Low-magnesium, trans-cleavage activity by type III, tertiary stabilized hammerhead ribozymes with stem 1 discontinuities

BACKGROUND: Low concentrations of free magnesium in the intracellular environment can present critical limitations for hammerhead ribozymes, especially for those that are designed for intermolecular (trans) cleavage of a host or pathogen RNA. Tertiary stabilizing motifs (TSM's) from natural and artificial ribozymes with a "type I" topology have been exploited to stabilize trans-cleaving hammerheads. Ribozymes with "type II" or "type III" topologies might seem incompatible with conversion to trans-cleavage designs, because opening the loop at the end of stem 1 or stem 2 to accommodate substrate binding is expected to disrupt the TSM and eliminate tertiary stabilization. RESULTS: Stem 1, together with single-stranded segments capping or internal to this stem, contains both the substrate-binding and tertiary stabilization functions. This stem was made discontinuous within the sTRSV hammerhead ribozyme, thereby separating the two functions into discrete structural segments. The resulting ribozyme, designated "RzC," cleaved its 13 nucleotide target substrate at MgCl(2 )concentrations as low as 0.2 mM at 25°C and 0.5 mM at 37°C. Under multiple-turnover conditions, nearly thirty turnovers were observed at the highest substrate:RzC ribozyme ratios.
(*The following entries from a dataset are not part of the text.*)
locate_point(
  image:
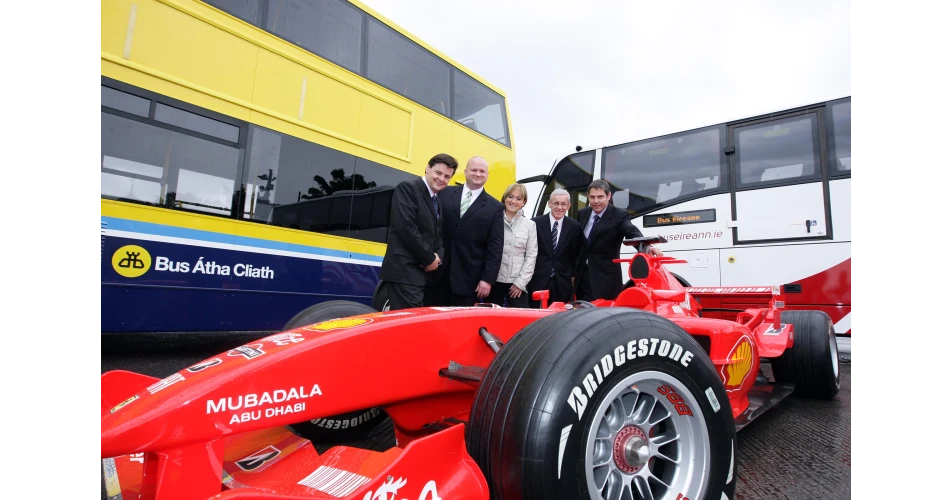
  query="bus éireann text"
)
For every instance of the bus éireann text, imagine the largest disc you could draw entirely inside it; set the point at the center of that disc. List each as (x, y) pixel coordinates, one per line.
(247, 151)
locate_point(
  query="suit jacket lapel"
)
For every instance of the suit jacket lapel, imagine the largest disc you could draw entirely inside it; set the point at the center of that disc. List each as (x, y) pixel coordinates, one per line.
(427, 199)
(606, 214)
(475, 205)
(547, 235)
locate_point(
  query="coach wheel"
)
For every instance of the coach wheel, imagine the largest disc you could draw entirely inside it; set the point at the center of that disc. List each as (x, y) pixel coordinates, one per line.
(347, 425)
(642, 414)
(813, 364)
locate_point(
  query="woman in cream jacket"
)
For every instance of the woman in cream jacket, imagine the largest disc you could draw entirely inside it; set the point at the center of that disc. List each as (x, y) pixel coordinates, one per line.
(519, 251)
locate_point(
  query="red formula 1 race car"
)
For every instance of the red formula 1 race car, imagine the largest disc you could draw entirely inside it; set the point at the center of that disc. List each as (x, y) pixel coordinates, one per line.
(639, 397)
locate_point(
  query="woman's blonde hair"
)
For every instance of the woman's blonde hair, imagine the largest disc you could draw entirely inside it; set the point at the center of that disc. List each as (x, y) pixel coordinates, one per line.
(520, 187)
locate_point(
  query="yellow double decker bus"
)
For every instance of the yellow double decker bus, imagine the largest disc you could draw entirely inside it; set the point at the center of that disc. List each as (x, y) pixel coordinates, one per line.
(247, 151)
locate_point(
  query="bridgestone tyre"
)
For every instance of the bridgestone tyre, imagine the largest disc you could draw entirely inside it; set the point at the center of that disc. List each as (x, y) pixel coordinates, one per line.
(812, 365)
(557, 413)
(348, 425)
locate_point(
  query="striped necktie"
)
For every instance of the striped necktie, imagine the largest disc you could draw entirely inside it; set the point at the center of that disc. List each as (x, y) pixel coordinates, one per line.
(592, 229)
(466, 202)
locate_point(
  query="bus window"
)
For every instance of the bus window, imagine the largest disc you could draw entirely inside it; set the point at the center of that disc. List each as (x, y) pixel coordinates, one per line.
(649, 173)
(286, 173)
(330, 29)
(574, 174)
(404, 67)
(479, 108)
(153, 165)
(783, 150)
(246, 10)
(373, 190)
(844, 134)
(123, 101)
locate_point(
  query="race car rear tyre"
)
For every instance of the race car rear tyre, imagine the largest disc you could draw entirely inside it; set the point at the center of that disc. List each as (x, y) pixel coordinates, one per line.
(813, 364)
(603, 403)
(348, 425)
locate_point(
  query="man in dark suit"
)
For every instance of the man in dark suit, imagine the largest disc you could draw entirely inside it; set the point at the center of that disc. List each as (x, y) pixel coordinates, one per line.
(604, 226)
(559, 239)
(472, 240)
(414, 239)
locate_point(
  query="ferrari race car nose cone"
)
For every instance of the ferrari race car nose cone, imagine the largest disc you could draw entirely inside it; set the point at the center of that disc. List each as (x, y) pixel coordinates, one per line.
(631, 449)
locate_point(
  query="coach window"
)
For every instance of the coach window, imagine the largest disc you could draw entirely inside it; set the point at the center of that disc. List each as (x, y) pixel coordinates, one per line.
(297, 184)
(573, 174)
(404, 67)
(777, 152)
(479, 108)
(373, 190)
(246, 10)
(155, 165)
(196, 123)
(328, 28)
(843, 115)
(122, 101)
(665, 170)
Similar stabilization was observed for several derivatives of RzC. Catalytic activity was diminished or eliminated at sub-millimolar MgCl(2 )concentrations for ribozymes with weakened or deleted tertiary interactions. Eadie-Hofstee analysis revealed that the stabilized and non-stabilized ribozymes bind their substrates with equivalent affinities, suggesting that differences in observed activity are not the result of diminished binding. Some of the stabilized and non-stabilized ribozymes appear to fold into a heterogeneous collection of conformers, only a subset of which are catalytically active. CONCLUSION: Hammerhead ribozymes with the "type III" topology can be converted to a tertiary, trans-cleavage design. Separating the stabilization and substrate recognition functions of stem 1 increases cleavage activity at physiological concentrations of divalent magnesium while retaining recognition of exogenous targets. Trans-cleaving ribozymes that exploit the tertiary stabilizing motifs of all natural hammerhead topologies can therefore be used in intracellular applications.